Ian yang ditanya oleh dokter, dan setelah tenggorokannya dialiri air mulai bisa berbicara perlahan, "Kepala."

"Sakitnya bagaimana?"

"Perih."

Dokter menoleh pada Ray, "Obat pereda nyeri saat dia menjalani operasi sudah berangsur hilang dan tentu saja bekas operasi itu akan terasa sakit. Saya akan meresepkan obat pereda sakit yang ringan untuk mengurangi rasa sakitnya."

"Apakah tidak membahayakan dirinya?" tanya Ray dengan nada kuatir yang masih belum hilang.

"Tidak, kami akan memberikan dosis yang aman."

"Baiklah."

Claire hanya mengangguk dan mengucap terima kasih pada dokter itu, dia tidak tahu harus bertanya atau mengatakan apa, karena Ray sudah mendominasi dan dia bisa melihat kekuatiran Ray pada Ian adalah tulus.

"Daddy." Panggil Ian pada Ray yang membuat Claire terpana, bagaimana anaknya bisa langsung mengenali Ray?

"Ya, sayang....Ian jangan banyak bicara dulu, Ian masih harus banyak berisitirahat supaya cepat sehat kembali. Ian lihat mommy dan daddy begitu kuatir melihat keadaan Ian sekarang."

Ian melihat kearah Claire, "Maafin Ian mom." Bisiknya

Claire tidak sanggup lagi menahan airmatanya, dia langsung memeluk Ian, "Mommy yang salah, tidak menjaga Ian dengan baik, sampai Ian terluka. Sekarang Ian harus cepat sembuh supaya tidak membuat mommy kuatir lagi."

Ian mengangguk, "Mommy ini daddy Ian." Kata Ian pada Claire membuat airmata Claire kembali menetes.

"Ya, dia daddy Ian. Sekarang Ian sudah bisa merasakan pelukan daddy." Kata Claire membuat Ray langsung memeluk putranya, "Maafkan daddy yang tidak bisa menjaga kalian dengan baik, membuatmu terluka dan membuat mommy bersedih."

Ian tersenyum, "Ini bukan mimpi kan mommy?"

"Bukan sayang, ini bukan mimpi." Claire tidak dapat mengungkapkan perasaannya, dia bahagia melihat senyum pada bibir Ian, apakah keputusannya ini sudah benar?.
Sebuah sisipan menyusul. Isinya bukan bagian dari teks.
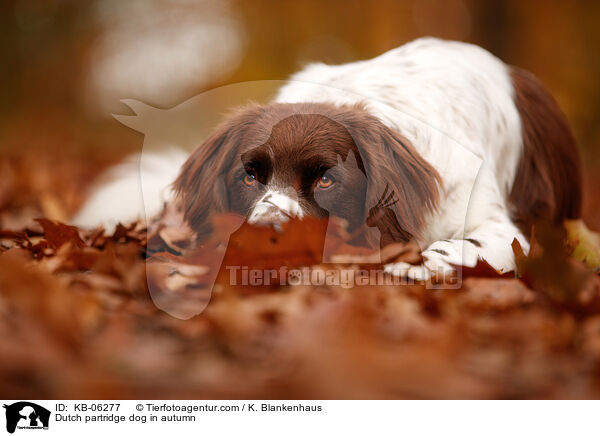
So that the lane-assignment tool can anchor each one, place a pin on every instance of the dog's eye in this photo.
(249, 179)
(326, 182)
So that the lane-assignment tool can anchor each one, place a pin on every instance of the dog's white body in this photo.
(455, 103)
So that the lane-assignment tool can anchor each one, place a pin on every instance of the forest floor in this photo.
(84, 314)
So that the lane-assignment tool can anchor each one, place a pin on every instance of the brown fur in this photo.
(292, 144)
(547, 185)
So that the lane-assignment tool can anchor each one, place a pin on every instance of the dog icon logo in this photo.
(26, 415)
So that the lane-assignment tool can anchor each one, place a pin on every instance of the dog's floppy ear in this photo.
(402, 188)
(201, 186)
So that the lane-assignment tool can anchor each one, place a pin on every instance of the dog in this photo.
(437, 142)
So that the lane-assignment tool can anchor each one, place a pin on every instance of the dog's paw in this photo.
(438, 261)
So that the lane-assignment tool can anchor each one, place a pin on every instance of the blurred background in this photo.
(67, 64)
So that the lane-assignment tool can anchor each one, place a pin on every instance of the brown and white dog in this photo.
(436, 141)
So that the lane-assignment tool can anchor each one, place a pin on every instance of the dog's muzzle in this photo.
(275, 208)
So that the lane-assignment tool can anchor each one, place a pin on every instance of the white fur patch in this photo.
(275, 207)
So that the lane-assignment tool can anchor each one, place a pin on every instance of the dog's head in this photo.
(271, 163)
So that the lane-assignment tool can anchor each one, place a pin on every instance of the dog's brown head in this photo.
(274, 162)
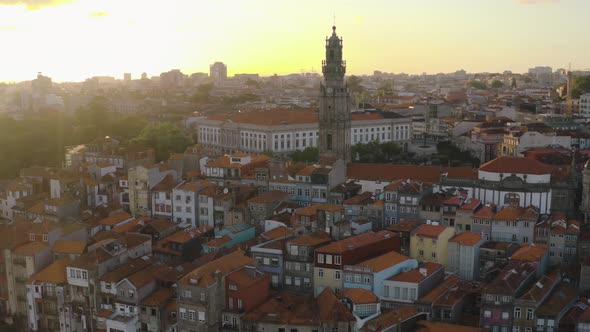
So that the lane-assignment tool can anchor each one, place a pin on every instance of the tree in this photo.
(165, 138)
(478, 85)
(202, 95)
(354, 85)
(581, 85)
(496, 84)
(308, 155)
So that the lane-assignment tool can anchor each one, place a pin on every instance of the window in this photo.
(517, 313)
(529, 314)
(328, 259)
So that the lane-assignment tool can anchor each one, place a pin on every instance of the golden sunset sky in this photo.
(76, 39)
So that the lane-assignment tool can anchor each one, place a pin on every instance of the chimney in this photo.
(423, 271)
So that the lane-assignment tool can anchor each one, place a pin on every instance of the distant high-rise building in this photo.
(218, 71)
(41, 85)
(334, 140)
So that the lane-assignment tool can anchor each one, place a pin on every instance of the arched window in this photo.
(512, 199)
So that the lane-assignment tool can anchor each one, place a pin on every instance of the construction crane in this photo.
(568, 99)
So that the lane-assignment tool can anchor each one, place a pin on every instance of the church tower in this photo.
(335, 102)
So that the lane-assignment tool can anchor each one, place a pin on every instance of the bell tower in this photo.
(334, 141)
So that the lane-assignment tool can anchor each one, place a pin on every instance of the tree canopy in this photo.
(308, 155)
(581, 85)
(165, 138)
(375, 152)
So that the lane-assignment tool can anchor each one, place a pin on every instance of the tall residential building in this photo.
(334, 139)
(218, 71)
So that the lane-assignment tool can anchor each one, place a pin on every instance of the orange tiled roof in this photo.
(360, 295)
(431, 231)
(466, 238)
(355, 242)
(530, 252)
(218, 242)
(204, 275)
(277, 232)
(414, 275)
(54, 273)
(31, 248)
(384, 261)
(392, 172)
(69, 247)
(273, 117)
(115, 218)
(270, 196)
(516, 165)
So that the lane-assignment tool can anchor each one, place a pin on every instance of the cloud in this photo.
(536, 2)
(99, 14)
(33, 4)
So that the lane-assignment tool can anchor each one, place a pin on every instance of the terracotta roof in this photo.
(330, 309)
(196, 185)
(530, 252)
(205, 275)
(470, 204)
(415, 275)
(31, 248)
(384, 261)
(429, 326)
(184, 235)
(517, 213)
(313, 209)
(286, 309)
(431, 231)
(69, 247)
(360, 295)
(167, 184)
(54, 273)
(245, 278)
(277, 232)
(440, 289)
(356, 242)
(364, 198)
(392, 172)
(273, 117)
(405, 226)
(225, 161)
(270, 196)
(466, 238)
(516, 165)
(312, 239)
(389, 318)
(219, 241)
(128, 269)
(158, 298)
(115, 218)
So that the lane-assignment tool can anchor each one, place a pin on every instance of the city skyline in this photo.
(76, 39)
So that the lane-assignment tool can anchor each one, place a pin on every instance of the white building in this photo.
(284, 131)
(585, 105)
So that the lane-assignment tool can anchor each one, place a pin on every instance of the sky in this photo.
(71, 40)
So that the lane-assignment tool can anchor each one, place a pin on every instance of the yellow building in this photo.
(429, 243)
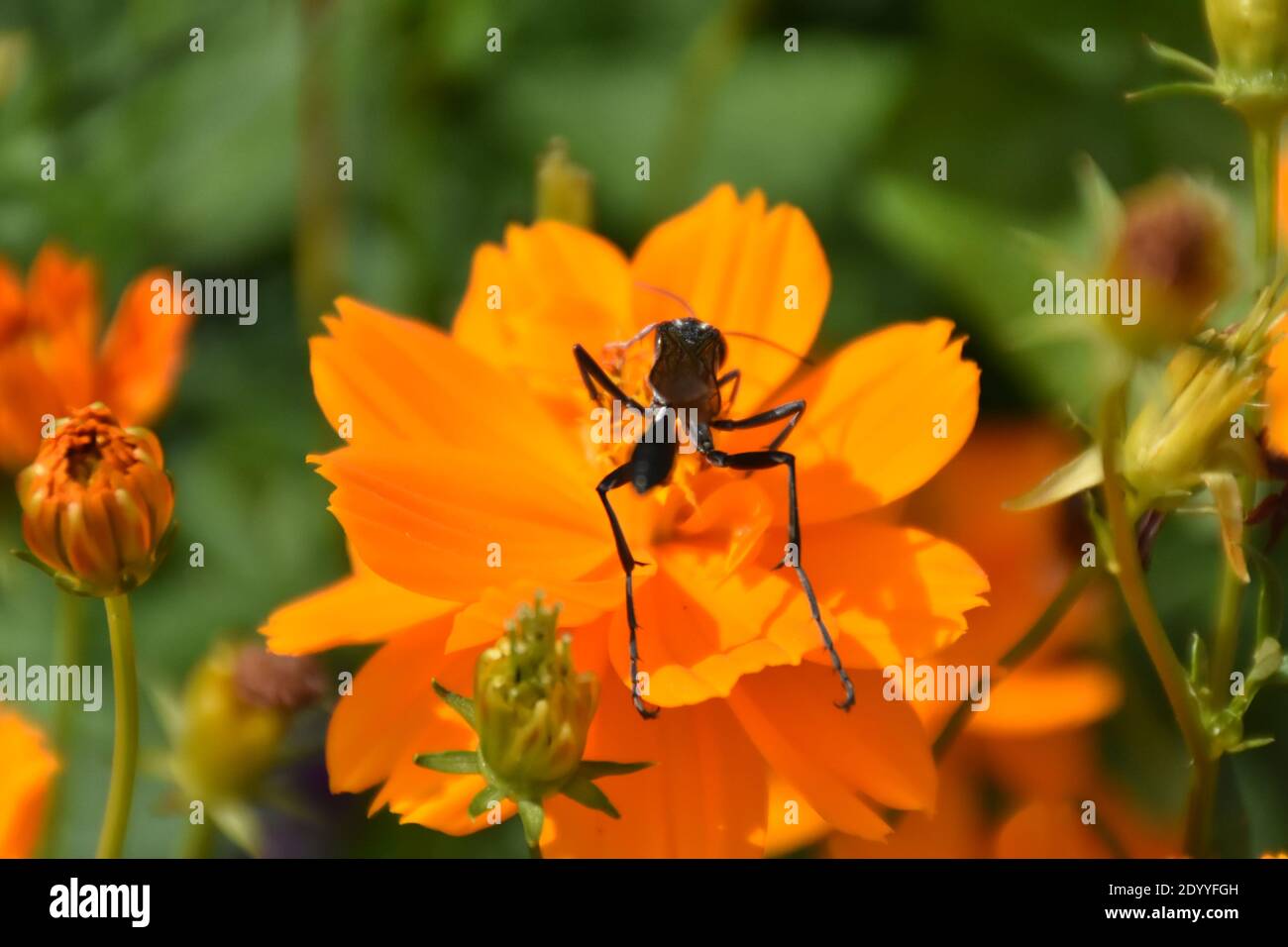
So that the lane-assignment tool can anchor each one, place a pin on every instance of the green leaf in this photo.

"Ian lapar?" tanya Claire bertanya pada putranya yang sejak kemarin hanya mengandalkan infuse sebagai sumber nutrinya.

Ian mengangguk, "Mommy turun dulu mencarikanmu makanan, Ian tidur dulu ya." Clarie mau meninggalkan Ian tetapi tangannya ditahan Ray, "Tidak perlu, aku sudah meminta mereka mengirimkan sup ayam untuk Ian."

Claire menatap Ray dan menarik tangannya, "Terima kasih."

Ray menatap Claire yang menarik tangannya dari genggamnya, dia menyukai dan menikmati memegang tangan Claire tadi, "Aku juga sudah memesankan makanan untuk kita, sata ini bukan hanya Ian yang butuh makan, kita berdua juga. Pergilah membersihkan dirimu dulu, aku akan menjaga Ian." Kata Ray pada Claire.

Claire mengangguk dan pergi menuju ruang tamu untuk membuka koper yang disiapkannya dan mengambil beberapa perlengkapan mandi dan baju bersih sebelum menghilang kedalam kamar mandi.

"Ian harus cepat sembuh supaya tidak membuat mommy dan daddy kuatir lagi." kata Ray yang langsung mendapat anggukan dari Ian sambil meringis. Luka bekas operasi yang ada disamping kepalanya tentu ikut tertarik saat dia mengangguk tadi.

"Ian senang bisa ketemu daddy lagi? Apakah Ian kangen sama daddy?" tanya Ray lagi.

"Ya, senang." jawab Ian.

Seseorang mengetuk pintu kamar itu, belum sempat Ray mengijinkan orang itu masuk, Monica dan Stevano sudah masuk dan langsung mendekati Ian, "Ian sudah sadar?" grandma sangant kuatir sama Ian.

"Grandma cantik?" sapa Ian pada Monica, membuat Monica tersenyum. "Iya, mulai sekarang grandma cantik adalah grandma Ian dan ini grandpa Ian."

"Grandpa jangan buat grandma kesal dan sedih." kata Ian pada Stevano membuat Monica dan Ray tetawa.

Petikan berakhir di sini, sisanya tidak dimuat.